Ziekten die zich kunnen voordoen met enkele kenmerken van de ziekte van Kawasaki zijn onder meer roodvonk, het stafylokokken-geschroeide huidsyndroom, mazelen, COVID-19 en andere virale exanthemen (virusinfecties). huiduitslag), systemisch begin jeugd artritis (juveniele reumatoïde artritis of de ziekte van Stills) en geneesmiddelreacties (morbilliforme uitslag, medicijn overgevoeligheid syndroom en Stevens Johnson-syndroom / giftig epidermaal necrolyse)

Wat is de behandeling van de ziekte van Kawasaki?

Kinderen worden gewoonlijk behandeld met koortswerende en pijnstillende medicijnen (bijvoorbeeld paracetamol/acetominofen) tot ze de vijfde dag van koorts bereiken. Zodra de diagnose van de ziekte van Kawasaki is gesteld, wordt een enkele grote dosis toegediend immunoglobuline (IVIG), dat gezuiverd is antistoffen verzameld uit vele bloeddonaties. IVIG is het meest effectief wanneer het wordt toegediend tussen de vijfde en tiende ziektedag. Op dit moment wordt meestal ook gestart met een lage dosis orale aspirine.

IVIg vermindert het risico op coronaire hartziekte aanzienlijk en een lage dosis aspirine vermindert het risico op stolling in de kransslagader als zich een coronaire hartziekte zou ontwikkelen. Als kinderen eenmaal zijn behandeld, verbeteren ze meestal snel; De meeste acute symptomen verdwijnen binnen 24 tot 48 uur en de koorts neemt af. Als de tekenen en symptomen niet verdwijnen of herhalen Binnen een paar dagen wordt een tweede dosis IVIg toegediend.

Wat zijn de complicaties van de ziekte van Kawasaki?

De belangrijkste complicaties van de ziekte van Kawasaki zijn: ontwikkelen verwijding en/of vernauwing van een of meer kransslagaders. Deze kunnen leiden tot angina pectoris, hartspier hartaanval of een plotselinge dood.

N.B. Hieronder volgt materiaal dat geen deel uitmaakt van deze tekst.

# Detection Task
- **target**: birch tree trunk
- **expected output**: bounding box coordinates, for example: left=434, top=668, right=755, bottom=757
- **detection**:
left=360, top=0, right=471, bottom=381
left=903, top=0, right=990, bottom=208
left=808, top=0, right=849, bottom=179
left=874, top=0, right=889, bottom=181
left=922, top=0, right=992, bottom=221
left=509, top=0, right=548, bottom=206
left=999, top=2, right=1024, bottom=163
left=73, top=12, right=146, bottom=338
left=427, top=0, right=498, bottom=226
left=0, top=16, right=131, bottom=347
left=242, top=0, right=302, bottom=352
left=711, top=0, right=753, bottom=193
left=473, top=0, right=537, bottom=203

Wanneer kinderen tot 10 dagen na ziekte met IVIg worden behandeld en snel reageren, neemt het risico op daaropvolgende kransslagaders toe. anomalie is teruggebracht tot 2-4% en de meeste hiervan hebben een lichte afwijkingen waarvan er vele zijn opgelost.

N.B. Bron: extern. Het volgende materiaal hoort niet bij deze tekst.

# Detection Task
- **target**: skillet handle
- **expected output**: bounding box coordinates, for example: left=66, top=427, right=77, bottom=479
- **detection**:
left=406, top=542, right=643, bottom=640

Bij alle kinderen met de ziekte van Kawasaki wordt rond de 6 tot 8 weken een vervolg-echocardiografie uitgevoerd om afwijkingen in de kransslagaders op te sporen en om te controleren of het hart normaal is. Als er afwijkingen in de kransslagaders worden aangetoond, zal een voortgezette behandeling met antistollingsmiddelen, zoals dagelijkse aspirine, nodig zijn en zal verdere beeldvorming van het hart nodig zijn.

Welke andere informatie moeten ouders van kinderen die worden behandeld voor de ziekte van Kawasaki weten?

  • De ziekte van Kawasaki kan niet worden overgedragen op andere familieleden.
  • Er bestaat een risico van 2% wederverschijning van de ziekte van Kawasaki over een periode van meerdere jaren.
  • IVIG beïnvloedt de effectiviteit van vaccins met levende virussen, d.w.z. BMR-vaccins (mazelen, bof, rubella) en varicella-vaccins (waterpokken), en deze moeten 11 maanden na de laatste dosis IVIg worden uitgesteld of na 11 maanden worden herhaald als ze eerder worden gegeven.
  • Er zijn aanwijzingen dat kinderen en jongeren met echocardiografisch bewijs van een aneurysma van de kransslagader een grotere kans hebben om op volwassen leeftijd coronaire hartziekte te ontwikkelen dan de algemene bevolking en op jongere leeftijd. Degenen met een significante coronaire hartziekte moeten langdurig worden gecontroleerd door een cardioloog. Periodieke gezondheidsonderzoeken en cardiovasculaire risicobeoordelingen worden voor deze kinderen gedurende de hele volwassenheid aanbevolen.